A group of Illinois state lawmakers wants to slow down the rollout of a new program to handle healthcare for youth in the care of the state because of a lack of details from a private provider.
IlliniCare Health Plan Inc. has already been paid around $3.3 billion combined in the past two-and-a-half years for services through other grants and contracts with the state
Department of Children and Family Services officials told a panel of lawmakers Tuesday that IlliniCare will handle healthcare for youth in state care, former youth in state care and other eligible children beginning Nov. 1. The contract would provide wraparound services for 74,000 youth in the care of the state and other eligible children.
Lawmakers had questions about what would happen to the quality of healthcare services for affected youth if there’s a merger with IlliniCare and another company. The also asked about the satisfaction rates with other managed care organizations and raised other concerns.
“What cost is associated to that?” asked state Rep. Darren Bailey, R-Xenia.
“I don’t have that with us today, but we can get it to you,” Healthcare and Family Services Director Thersa Eagleson said. “It’s based on current spending with actuarial oversight.”

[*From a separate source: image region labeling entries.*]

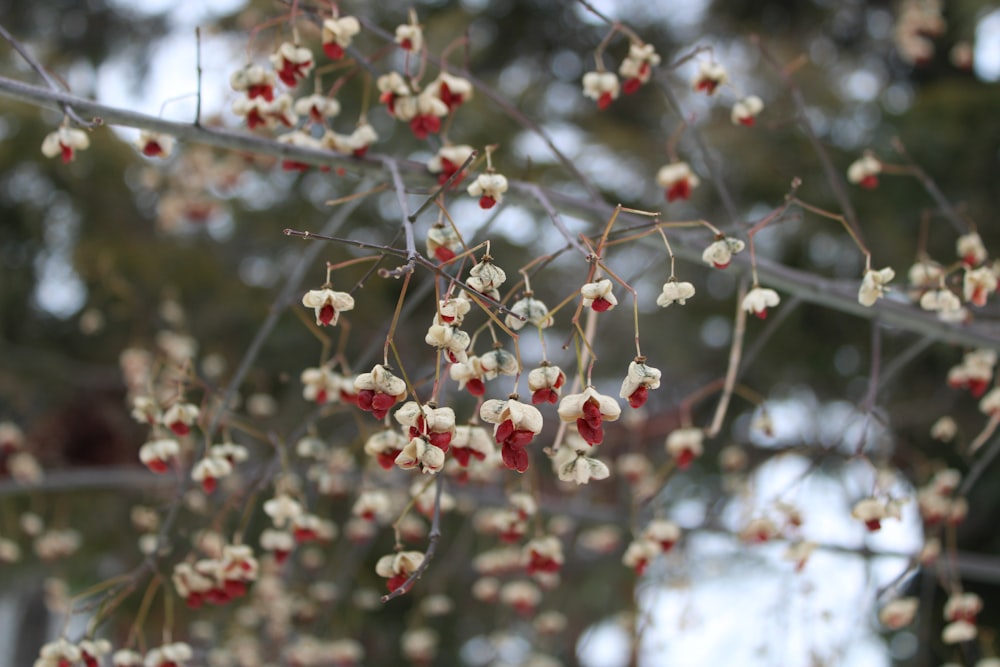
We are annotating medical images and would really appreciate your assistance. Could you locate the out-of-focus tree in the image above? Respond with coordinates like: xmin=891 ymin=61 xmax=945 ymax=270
xmin=0 ymin=0 xmax=1000 ymax=667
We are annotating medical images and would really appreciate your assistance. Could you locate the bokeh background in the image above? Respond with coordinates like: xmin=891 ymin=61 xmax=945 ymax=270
xmin=0 ymin=0 xmax=1000 ymax=666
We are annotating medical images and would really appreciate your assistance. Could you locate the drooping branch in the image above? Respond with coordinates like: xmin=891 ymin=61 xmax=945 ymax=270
xmin=0 ymin=77 xmax=1000 ymax=349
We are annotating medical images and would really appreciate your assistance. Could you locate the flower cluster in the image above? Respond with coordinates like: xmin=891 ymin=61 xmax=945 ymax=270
xmin=479 ymin=396 xmax=542 ymax=472
xmin=558 ymin=387 xmax=622 ymax=445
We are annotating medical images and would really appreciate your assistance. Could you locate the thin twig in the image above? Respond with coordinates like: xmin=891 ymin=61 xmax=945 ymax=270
xmin=0 ymin=25 xmax=102 ymax=127
xmin=382 ymin=473 xmax=444 ymax=603
xmin=0 ymin=77 xmax=1000 ymax=349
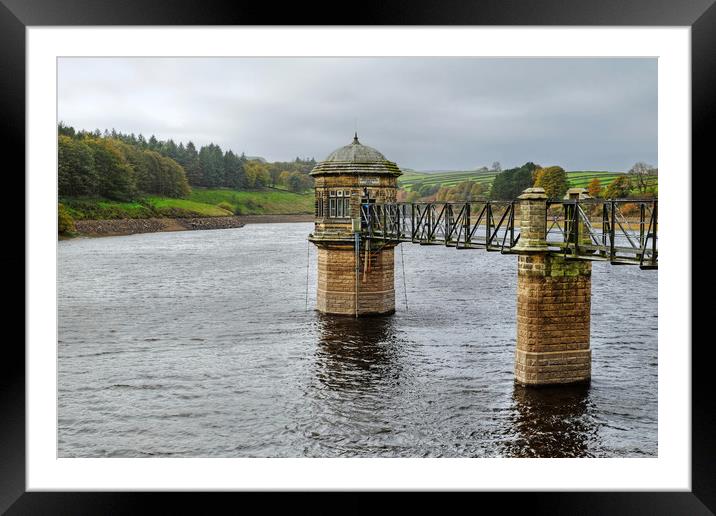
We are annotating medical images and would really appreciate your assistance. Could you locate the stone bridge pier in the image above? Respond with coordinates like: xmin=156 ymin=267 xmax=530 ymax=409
xmin=513 ymin=188 xmax=592 ymax=385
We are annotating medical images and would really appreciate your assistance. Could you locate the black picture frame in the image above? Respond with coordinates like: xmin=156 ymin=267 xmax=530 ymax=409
xmin=5 ymin=0 xmax=716 ymax=515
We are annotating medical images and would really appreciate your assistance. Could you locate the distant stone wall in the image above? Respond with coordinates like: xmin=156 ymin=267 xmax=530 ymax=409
xmin=75 ymin=217 xmax=244 ymax=236
xmin=316 ymin=246 xmax=395 ymax=315
xmin=515 ymin=254 xmax=592 ymax=385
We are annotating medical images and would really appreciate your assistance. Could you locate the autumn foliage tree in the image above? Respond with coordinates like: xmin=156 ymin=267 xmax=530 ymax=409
xmin=534 ymin=166 xmax=569 ymax=199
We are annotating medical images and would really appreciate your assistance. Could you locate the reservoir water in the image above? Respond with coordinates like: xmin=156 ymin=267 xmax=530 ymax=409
xmin=57 ymin=223 xmax=658 ymax=457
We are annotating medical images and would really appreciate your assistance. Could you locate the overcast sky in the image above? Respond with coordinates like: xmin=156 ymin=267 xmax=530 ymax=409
xmin=58 ymin=58 xmax=658 ymax=171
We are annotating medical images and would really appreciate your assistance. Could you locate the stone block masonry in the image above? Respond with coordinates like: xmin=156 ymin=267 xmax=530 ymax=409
xmin=316 ymin=246 xmax=395 ymax=316
xmin=515 ymin=253 xmax=592 ymax=385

After other questions failed to yield specific answers, state Rep. Sara Feigenholtz, D-Chicago, asked a question to which every lawmaker on the panel raised a hand in affirmation.
“If they believe that they would like more information about this and they would like the process to slow down so that we can get some of these questions answered, raise your hand,” Feignenhotz said. “I think that’s a majority.”
IlliniCare Health President and CEO Leslie Naamon responded to tough questions about the appeals process and communications with affected children and families.
“The program is not live, so I cannot tell you that we went out and talked to youth because we didn’t have the ability at that time,” Naamon said. “I can only tell you how we’re structured and what our plan is going forward.”
Feigenholtz said there have been big concerns with other managed care operations.
“You’re going to have a pretty high mountain to climb to prove and to show us, everybody on this committee, that this is an adequate plan before you move forward,” Feigenholtz said.
The company said it plans on working with lawmakers to get questions answered. It expects to launch Nov. 1.